My family is very college oriented, so I received a lot of encouragement to audition for music schools (I wanted to hit the road, but that was not an option). I also felt that if music was to be my life and career, I should probably see how they have been teaching it in college for 400 years, and see if that was for me. The University of Oregon (in Eugene) was within walking distance of my home, so when the time came, I auditioned for the school of music. Luckily,beaause I had learned some classical pieces and had been studying with a good teacher, I squeaked by at the audition.

At the time, the U of O was like many music schools in that there was no degree offered even in classical guitar, much less contemporary, studio, or jazz guitar. The curriculum was 99.9% classically oriented and once people got the idea that I was a) a guitarist b) an electric guitarist and c) played blues, jazz and rock n' roll (god forbid!), I got the distinct impression from some faculty and most students that I had somehow come to the wrong place. (Since then, I am happy to say that the U of O has developed an excellent jazz studies program and faculty, which welcomes electrically inclined guitarists).

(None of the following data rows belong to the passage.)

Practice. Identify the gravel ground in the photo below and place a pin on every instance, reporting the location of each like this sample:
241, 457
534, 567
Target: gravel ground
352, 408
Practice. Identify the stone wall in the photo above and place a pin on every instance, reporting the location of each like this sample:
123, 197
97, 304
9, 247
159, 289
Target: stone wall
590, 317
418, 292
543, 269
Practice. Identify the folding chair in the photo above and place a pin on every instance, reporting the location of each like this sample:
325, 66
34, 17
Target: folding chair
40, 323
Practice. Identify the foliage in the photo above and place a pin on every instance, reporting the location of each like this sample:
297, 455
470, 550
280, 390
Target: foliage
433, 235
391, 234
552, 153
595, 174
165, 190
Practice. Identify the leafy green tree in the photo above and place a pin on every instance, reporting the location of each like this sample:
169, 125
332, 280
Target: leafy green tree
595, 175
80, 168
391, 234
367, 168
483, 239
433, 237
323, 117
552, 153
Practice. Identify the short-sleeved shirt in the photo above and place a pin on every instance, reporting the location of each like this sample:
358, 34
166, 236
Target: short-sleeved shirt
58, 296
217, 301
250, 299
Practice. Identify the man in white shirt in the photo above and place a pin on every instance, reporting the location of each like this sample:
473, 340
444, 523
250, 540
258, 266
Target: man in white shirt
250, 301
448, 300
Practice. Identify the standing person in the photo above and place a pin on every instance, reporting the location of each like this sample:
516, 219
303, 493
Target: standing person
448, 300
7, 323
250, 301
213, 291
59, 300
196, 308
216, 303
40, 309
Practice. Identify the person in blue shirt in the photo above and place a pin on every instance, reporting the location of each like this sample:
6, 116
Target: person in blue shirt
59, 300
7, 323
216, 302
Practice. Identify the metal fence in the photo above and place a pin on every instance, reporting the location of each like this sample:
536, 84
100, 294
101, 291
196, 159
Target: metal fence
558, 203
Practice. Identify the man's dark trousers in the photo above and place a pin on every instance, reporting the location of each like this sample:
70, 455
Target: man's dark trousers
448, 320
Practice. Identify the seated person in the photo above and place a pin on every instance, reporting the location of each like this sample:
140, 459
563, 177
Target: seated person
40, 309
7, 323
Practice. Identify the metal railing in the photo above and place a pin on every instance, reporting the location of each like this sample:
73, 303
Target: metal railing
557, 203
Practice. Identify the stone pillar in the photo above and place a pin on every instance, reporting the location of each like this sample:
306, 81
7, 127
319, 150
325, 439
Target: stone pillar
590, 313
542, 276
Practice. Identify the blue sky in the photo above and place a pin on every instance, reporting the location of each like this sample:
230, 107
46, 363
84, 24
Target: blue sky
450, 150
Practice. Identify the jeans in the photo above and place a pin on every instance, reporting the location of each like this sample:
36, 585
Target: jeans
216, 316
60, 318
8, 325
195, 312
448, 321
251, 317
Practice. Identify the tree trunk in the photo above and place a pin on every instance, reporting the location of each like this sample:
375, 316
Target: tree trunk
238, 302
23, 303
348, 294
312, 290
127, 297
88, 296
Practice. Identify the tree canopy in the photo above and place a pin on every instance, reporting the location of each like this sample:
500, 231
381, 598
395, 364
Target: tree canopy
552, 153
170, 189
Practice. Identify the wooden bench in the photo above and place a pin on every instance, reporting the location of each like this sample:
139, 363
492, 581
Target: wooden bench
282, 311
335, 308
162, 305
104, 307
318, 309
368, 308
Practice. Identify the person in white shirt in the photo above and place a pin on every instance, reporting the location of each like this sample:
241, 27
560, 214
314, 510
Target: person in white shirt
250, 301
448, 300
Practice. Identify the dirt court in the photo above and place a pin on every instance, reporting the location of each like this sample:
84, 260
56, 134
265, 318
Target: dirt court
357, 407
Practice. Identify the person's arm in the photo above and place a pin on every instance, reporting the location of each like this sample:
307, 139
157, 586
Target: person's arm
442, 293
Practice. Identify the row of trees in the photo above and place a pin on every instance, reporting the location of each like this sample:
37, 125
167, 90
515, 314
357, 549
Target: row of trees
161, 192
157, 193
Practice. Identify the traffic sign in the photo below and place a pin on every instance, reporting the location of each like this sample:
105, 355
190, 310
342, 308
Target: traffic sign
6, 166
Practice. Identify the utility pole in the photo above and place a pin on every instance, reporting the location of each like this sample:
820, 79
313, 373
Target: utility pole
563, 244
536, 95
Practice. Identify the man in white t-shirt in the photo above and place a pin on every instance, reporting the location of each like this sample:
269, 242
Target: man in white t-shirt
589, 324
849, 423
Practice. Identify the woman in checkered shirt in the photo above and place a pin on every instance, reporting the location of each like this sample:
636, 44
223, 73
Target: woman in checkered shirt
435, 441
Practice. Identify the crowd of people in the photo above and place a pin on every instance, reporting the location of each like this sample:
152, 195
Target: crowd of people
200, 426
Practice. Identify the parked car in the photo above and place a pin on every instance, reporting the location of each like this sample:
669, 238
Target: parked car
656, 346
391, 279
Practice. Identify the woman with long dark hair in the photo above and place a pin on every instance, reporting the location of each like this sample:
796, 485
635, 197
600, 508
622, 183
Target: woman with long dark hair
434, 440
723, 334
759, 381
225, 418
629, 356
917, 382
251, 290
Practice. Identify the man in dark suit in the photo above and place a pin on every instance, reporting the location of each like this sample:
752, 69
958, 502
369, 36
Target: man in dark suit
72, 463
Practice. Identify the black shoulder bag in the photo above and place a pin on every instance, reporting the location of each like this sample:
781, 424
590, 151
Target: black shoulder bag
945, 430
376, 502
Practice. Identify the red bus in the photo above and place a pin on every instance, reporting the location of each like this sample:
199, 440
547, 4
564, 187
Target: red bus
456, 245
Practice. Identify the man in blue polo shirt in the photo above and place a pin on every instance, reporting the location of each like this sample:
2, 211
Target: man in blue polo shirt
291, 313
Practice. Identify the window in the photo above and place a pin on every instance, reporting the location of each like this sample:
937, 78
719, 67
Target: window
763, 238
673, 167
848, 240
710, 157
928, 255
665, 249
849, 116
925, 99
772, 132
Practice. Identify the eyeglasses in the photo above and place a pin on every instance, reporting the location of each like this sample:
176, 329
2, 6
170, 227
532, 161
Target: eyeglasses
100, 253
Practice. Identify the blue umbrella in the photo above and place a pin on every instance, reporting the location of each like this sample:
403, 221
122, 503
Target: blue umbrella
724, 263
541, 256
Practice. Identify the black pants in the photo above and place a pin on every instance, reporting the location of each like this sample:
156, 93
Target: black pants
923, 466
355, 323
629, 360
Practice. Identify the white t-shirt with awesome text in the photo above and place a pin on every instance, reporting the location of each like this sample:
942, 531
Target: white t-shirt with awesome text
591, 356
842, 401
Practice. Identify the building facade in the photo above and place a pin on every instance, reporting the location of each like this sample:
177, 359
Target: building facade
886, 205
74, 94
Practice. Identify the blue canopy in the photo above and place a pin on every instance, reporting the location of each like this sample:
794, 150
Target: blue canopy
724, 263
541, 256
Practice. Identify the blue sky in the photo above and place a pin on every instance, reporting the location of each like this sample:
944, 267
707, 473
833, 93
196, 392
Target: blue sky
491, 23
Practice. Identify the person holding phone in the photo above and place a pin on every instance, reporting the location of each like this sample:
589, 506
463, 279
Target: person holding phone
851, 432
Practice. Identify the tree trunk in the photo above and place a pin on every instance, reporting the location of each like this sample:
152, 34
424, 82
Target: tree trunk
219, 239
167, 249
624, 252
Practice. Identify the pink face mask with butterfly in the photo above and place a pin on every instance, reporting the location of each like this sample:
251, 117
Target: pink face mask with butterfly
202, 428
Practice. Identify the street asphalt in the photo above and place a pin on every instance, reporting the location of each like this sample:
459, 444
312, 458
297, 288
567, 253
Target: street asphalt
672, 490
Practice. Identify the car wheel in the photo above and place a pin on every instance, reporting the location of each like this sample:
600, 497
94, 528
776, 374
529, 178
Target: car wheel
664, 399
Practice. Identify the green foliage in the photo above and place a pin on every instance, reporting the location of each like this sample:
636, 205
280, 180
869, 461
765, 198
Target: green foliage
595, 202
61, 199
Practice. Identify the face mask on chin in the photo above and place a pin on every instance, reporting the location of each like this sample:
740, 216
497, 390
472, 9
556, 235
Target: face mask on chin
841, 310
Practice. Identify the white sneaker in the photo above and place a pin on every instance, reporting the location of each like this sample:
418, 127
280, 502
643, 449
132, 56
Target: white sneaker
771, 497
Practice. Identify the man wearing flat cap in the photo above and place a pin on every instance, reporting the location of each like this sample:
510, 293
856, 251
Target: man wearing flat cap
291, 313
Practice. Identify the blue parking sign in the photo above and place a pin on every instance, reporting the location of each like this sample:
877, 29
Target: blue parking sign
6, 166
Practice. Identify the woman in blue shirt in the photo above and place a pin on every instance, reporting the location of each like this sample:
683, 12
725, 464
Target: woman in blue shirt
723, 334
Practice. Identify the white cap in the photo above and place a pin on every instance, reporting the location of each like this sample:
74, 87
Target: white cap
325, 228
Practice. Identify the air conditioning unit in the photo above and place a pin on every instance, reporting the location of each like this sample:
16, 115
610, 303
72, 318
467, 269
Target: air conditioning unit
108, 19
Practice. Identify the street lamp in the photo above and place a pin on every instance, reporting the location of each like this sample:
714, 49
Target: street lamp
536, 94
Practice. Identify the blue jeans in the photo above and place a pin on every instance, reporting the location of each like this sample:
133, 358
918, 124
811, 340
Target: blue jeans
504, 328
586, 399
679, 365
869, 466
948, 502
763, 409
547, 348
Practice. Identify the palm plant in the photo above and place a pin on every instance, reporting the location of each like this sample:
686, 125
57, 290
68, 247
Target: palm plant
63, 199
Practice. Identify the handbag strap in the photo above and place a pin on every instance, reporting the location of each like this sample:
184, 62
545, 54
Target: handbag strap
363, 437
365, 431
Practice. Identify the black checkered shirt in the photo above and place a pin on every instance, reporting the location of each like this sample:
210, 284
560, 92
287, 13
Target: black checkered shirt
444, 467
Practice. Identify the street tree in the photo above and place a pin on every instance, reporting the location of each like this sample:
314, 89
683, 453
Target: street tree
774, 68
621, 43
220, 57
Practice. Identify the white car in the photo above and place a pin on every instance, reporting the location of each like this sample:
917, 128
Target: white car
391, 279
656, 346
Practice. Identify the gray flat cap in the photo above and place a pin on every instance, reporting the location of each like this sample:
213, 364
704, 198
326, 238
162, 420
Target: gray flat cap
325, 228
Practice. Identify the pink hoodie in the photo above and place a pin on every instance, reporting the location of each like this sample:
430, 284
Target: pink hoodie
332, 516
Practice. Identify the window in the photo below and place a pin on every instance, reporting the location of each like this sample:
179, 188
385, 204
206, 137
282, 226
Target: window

Probably because of a variety of flaws in my own personality, I took the cold shoulder as a great challenge and pledged to learn everything I could about classical music - theory, history, analysis and performance, and most importantly to relate it back to, and have it influence my music. I learned to speak the language, understand and appreciate the music, and learn some fascinating things about the history of this profession. I did this while getting little training or positive reinforcement in the area of my real love and intended profession, which was contemporary jazz and commercial music.

The problem here was that the music profession is incredibly tough, and the timeline for training in it is very short. For someone who aspires to succeed in a music career (be it classical, jazz, rock, alternative, metal, grunge etc..) time is of the essence, and there must be a sense of urgency and focus that puts learning the tools of the trade on the front burner with all of the other important, essential gifts of a traditional music education. I didn't completely realize it at the time, but while I was learning a lot of valuable lessons about music in general, I was missing the important training that is specific to my instrument and genre. I was rapidly losing ground in preparing for a professional career. This eventually became clear to me and in my Jr. year I left and enrolled at North Texas State, which was the Jazz school at the time. One semester later I left school to go on the road a with a jazz/rock recording artist. I eventually returned to school, finishing at Oregon and earning a Masters degree in Guitar Performance at USC, but never again straying from playing professionally.

I still balance a very busy performing and recording schedule with teaching and running one of the largest guitar departments in the country. It seems the two worlds of academia and music business will never be far apart for me. Times have changed a lot since I entered music school. Although music schools are still quite conservative in comparison to other university departments (where do you think the term "conservatory" came from?) and are quite conservative compared to professional, popular and jazz culture, there are now many more schools which offer courses of study for electric-contemporary guitarists who are into most all musical forms, provided their basic musicianship is sound. However, because you must not waste time at this stage in your training, choose the college wisely, it could mean the difference between success and failure in your music career.